For a variety of reasons that I won’t go into here, that broad trend foundered during the course of the 1970s. It pretty much ground to a halt during the 1980s, most notably with the accession to power of Ronald Reagan in the United States and Margaret Thatcher in the UK. The success of the Reagan-Thatcher “revolution” served to cast doubt on the inevitability of social democracy. Free market orthodoxy gained new respectability, and “reform” often became associated with rolling back social democratic policies, liberating corporations to do their thing with less interference from the state. The future no longer lay clearly with the social democratic project. But if you don’t own the future, how can you call your opponents “reactionary,” which basically means backward-moving? According to Google N-gram, the occurrence of “reactionary” in English language books, which peaked in Harry Truman’s day, declined by over 60% between 1970 and 2000.

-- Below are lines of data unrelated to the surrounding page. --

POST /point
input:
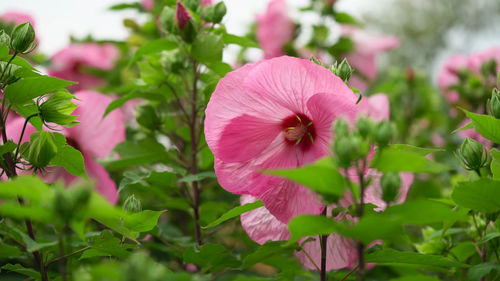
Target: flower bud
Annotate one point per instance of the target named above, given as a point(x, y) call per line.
point(365, 127)
point(494, 104)
point(182, 15)
point(9, 71)
point(390, 183)
point(23, 37)
point(132, 205)
point(215, 13)
point(384, 134)
point(345, 150)
point(472, 155)
point(343, 70)
point(58, 108)
point(4, 39)
point(42, 149)
point(341, 128)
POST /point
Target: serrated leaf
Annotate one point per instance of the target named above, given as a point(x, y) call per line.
point(32, 87)
point(482, 195)
point(235, 212)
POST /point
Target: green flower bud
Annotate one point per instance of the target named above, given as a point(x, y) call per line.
point(23, 37)
point(345, 150)
point(341, 128)
point(384, 134)
point(132, 205)
point(58, 108)
point(42, 149)
point(4, 39)
point(473, 155)
point(390, 183)
point(9, 72)
point(494, 104)
point(365, 127)
point(343, 70)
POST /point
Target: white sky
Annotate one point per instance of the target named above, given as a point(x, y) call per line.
point(56, 20)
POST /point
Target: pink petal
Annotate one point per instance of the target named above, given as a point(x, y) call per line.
point(254, 133)
point(94, 134)
point(104, 185)
point(260, 225)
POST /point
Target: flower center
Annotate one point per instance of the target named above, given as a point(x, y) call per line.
point(298, 130)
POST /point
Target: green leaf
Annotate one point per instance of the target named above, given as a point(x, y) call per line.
point(32, 87)
point(480, 270)
point(71, 160)
point(142, 221)
point(207, 48)
point(7, 251)
point(22, 270)
point(389, 256)
point(398, 160)
point(482, 195)
point(420, 212)
point(309, 225)
point(154, 46)
point(418, 150)
point(134, 153)
point(7, 147)
point(495, 163)
point(320, 176)
point(487, 126)
point(198, 177)
point(235, 212)
point(239, 40)
point(269, 249)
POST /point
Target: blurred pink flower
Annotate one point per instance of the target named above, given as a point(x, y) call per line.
point(182, 15)
point(94, 137)
point(275, 113)
point(274, 29)
point(148, 4)
point(69, 63)
point(363, 57)
point(448, 74)
point(262, 226)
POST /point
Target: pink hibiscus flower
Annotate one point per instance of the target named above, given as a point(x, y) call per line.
point(262, 226)
point(366, 49)
point(69, 63)
point(274, 29)
point(448, 75)
point(94, 137)
point(275, 113)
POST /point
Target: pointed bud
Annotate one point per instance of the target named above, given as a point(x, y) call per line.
point(494, 104)
point(342, 70)
point(58, 108)
point(132, 205)
point(42, 149)
point(390, 183)
point(23, 37)
point(4, 39)
point(473, 155)
point(182, 15)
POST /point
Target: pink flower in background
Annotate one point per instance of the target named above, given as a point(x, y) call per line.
point(70, 63)
point(182, 15)
point(274, 29)
point(366, 49)
point(94, 137)
point(148, 4)
point(448, 75)
point(276, 113)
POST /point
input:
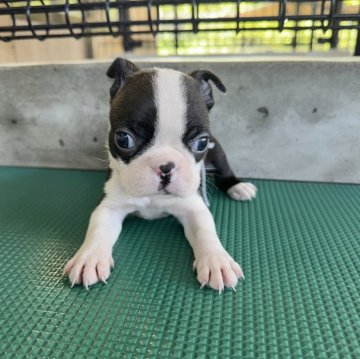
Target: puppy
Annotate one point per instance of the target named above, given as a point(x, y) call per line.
point(158, 141)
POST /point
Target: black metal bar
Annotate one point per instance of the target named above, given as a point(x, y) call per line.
point(333, 19)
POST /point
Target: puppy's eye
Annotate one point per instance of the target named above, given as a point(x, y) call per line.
point(124, 140)
point(200, 144)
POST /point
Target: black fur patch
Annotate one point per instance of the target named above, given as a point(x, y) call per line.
point(133, 109)
point(197, 116)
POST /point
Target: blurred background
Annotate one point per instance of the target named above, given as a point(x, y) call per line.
point(48, 31)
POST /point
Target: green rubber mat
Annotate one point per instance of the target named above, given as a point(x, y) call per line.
point(298, 243)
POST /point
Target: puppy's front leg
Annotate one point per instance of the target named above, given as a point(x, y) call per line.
point(93, 261)
point(214, 266)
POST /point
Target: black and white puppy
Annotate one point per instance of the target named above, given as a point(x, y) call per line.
point(158, 141)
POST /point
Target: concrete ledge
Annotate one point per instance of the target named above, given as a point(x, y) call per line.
point(281, 119)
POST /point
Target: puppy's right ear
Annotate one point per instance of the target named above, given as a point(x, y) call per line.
point(120, 70)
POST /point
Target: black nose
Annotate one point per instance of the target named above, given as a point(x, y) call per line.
point(166, 169)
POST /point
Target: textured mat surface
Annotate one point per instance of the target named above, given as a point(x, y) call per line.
point(298, 243)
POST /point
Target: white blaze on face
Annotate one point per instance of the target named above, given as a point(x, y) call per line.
point(171, 106)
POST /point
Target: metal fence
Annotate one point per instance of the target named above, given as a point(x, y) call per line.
point(234, 23)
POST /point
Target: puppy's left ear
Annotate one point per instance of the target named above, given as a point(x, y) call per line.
point(120, 70)
point(203, 76)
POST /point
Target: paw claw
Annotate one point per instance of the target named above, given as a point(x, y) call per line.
point(88, 267)
point(218, 270)
point(243, 191)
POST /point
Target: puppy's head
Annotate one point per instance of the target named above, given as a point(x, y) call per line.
point(159, 128)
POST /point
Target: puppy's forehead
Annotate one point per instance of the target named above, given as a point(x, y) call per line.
point(135, 100)
point(170, 99)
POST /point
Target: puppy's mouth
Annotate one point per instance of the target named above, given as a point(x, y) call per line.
point(165, 181)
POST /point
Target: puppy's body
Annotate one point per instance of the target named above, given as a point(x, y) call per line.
point(158, 140)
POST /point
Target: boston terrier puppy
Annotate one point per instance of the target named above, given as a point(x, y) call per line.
point(159, 140)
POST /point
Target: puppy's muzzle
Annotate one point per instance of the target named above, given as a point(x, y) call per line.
point(166, 172)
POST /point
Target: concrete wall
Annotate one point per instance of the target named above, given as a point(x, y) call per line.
point(280, 119)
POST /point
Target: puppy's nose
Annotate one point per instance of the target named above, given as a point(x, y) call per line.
point(166, 169)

I believe that the achievements of social democracy need to be preserved and expanded if we care about having a decent society. If the future is with the free-market fundamentalists, it’s a dystopian future, one which must be firmly rejected. The Trump administration and its allies in Congress are poised to launch a new, wide-ranging assault on  social democracy—dismantling Obamacare, eviscerating Medicare, Medicaid and even Social Security, weakening public education, restricting the rights of labor and neutering environmental and other regulatory curbs on the excesses of big business. This is not a conservative agenda. It is radical and reactionary. We need to say so.